Oxidation of Sodium Hypophosphite by Oxygen in Alcoholic Solutions of Ferrum (III)
G.S. Polimbetova, M.M. Aleshkova, G.O. Bugubaeva, Zh.U. Ibraimova, A.K. Borangazieva
D.V. Sokolsky Institute of Organic Catalysis and
Hypophosphites are widely used as reducers in the metal protection coating, as reagents in the synthesis of various organophosphorus compounds, in analytical chemistry, and in many other fields. NaH2PO2 difficultly reacts with many oxidizers without catalysts despite of the significant reduction potential. The kinetics and the mechanism of hypophosphite oxidation in aqueous acid solution of the metal and nonmetal salts are studied in detail. The reactivity of hypophosphite in the organic solvents was not almost studied. In this work the basic possibility of synthesis dialkylphosphites from cheap, accessible and harmless NaH2PO2 and alcohols is shown. Sodium hypophosphite is oxidized by oxygen in alcoholic solutions of FeCl3 at 50-80°С to dialkylphosphites. Kinetic and mechanism of the reaction are investigated by methods of volumetry, redox-potentiometry, GC, IR-, UV-, EPR-, Mössbauer- and NMR 31Р-spectroscopy and X-ray powder diffraction analysis, optimum conditions are found, kinetic and activation parameters of the reaction are calculated. It is shown, that the process follows redox-mechanism and consists of two key stages: reduction of Fe (III) by hypophosphite with formation of dialkylphosphite and reoxidation of Fe (II) by oxygen.
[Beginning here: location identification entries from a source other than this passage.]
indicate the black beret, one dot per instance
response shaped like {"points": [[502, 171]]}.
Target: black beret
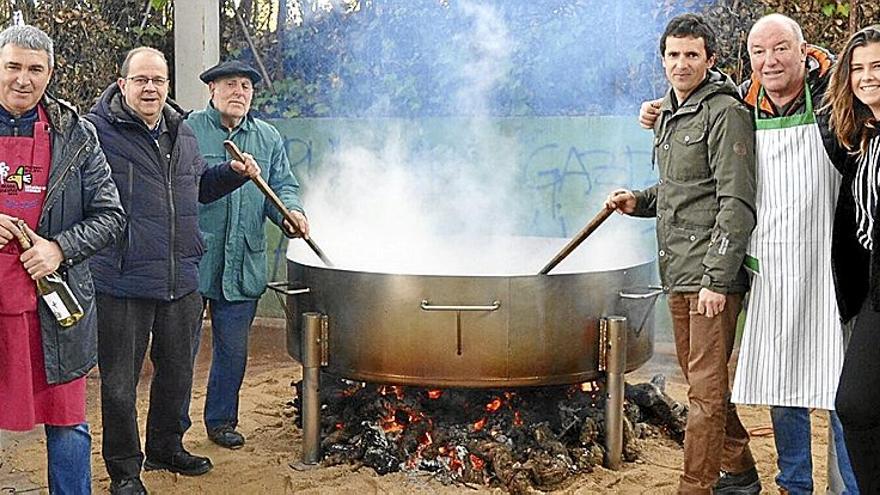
{"points": [[230, 68]]}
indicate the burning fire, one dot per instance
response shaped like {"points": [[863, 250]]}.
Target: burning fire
{"points": [[494, 405], [395, 390]]}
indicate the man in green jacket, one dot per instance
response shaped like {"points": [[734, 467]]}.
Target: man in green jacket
{"points": [[232, 272], [705, 208]]}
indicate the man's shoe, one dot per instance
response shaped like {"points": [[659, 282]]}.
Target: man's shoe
{"points": [[128, 486], [181, 462], [227, 437], [744, 483]]}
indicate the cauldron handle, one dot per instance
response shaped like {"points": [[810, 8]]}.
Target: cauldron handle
{"points": [[427, 306], [287, 288], [653, 292]]}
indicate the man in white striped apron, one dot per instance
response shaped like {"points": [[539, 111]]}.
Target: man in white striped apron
{"points": [[792, 349], [704, 205], [792, 346]]}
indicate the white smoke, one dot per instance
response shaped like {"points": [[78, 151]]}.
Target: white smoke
{"points": [[388, 207]]}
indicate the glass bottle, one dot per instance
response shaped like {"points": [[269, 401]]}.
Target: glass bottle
{"points": [[54, 290]]}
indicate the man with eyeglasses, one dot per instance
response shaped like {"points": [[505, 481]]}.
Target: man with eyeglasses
{"points": [[233, 272], [147, 282]]}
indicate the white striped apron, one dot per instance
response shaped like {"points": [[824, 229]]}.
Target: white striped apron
{"points": [[792, 346]]}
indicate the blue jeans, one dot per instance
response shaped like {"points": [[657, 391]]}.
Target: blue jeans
{"points": [[791, 431], [230, 326], [69, 450]]}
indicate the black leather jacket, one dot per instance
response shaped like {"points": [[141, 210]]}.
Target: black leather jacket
{"points": [[82, 213]]}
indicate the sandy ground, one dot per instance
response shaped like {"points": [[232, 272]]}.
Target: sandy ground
{"points": [[262, 466]]}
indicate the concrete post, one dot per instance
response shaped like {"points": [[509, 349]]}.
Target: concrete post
{"points": [[196, 47]]}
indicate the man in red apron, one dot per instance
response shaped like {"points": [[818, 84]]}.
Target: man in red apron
{"points": [[54, 177]]}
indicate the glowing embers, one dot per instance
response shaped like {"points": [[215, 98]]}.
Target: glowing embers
{"points": [[514, 439]]}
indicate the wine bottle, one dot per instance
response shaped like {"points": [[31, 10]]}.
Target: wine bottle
{"points": [[54, 290]]}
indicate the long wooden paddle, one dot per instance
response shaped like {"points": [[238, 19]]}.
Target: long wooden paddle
{"points": [[577, 240], [261, 183]]}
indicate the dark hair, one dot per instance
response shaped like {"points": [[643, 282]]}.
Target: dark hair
{"points": [[690, 26], [851, 119]]}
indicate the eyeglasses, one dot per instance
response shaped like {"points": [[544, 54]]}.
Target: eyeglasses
{"points": [[143, 81]]}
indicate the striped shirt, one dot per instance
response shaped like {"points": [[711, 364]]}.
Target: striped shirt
{"points": [[866, 187]]}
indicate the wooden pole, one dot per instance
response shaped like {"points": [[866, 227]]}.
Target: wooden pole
{"points": [[853, 16]]}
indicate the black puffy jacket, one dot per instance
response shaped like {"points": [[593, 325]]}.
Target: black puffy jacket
{"points": [[158, 256], [82, 214]]}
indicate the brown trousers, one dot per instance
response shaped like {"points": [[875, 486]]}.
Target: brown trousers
{"points": [[714, 439]]}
The coordination mechanism of reduction reaction of Fe (III) by hypophosphite is proposed. According to this mechanism the dialkylphosphite forms through innersphere redox-decomposition of intermediate alcoxyhypophosphite complex of Fe (III). The coordination mechanism of the process is confirmed by low values of Е¹ and negative activation entropies DS¹. The availability in an inner sphere of Fe (III) bromide, low-molecular alcohols, water, characterized by high acidity, increases the reaction rate of oxidative alcoxylation of hypophosphite and promotes the further transformation of dialkylphosphite to di- and trialkylphosphate.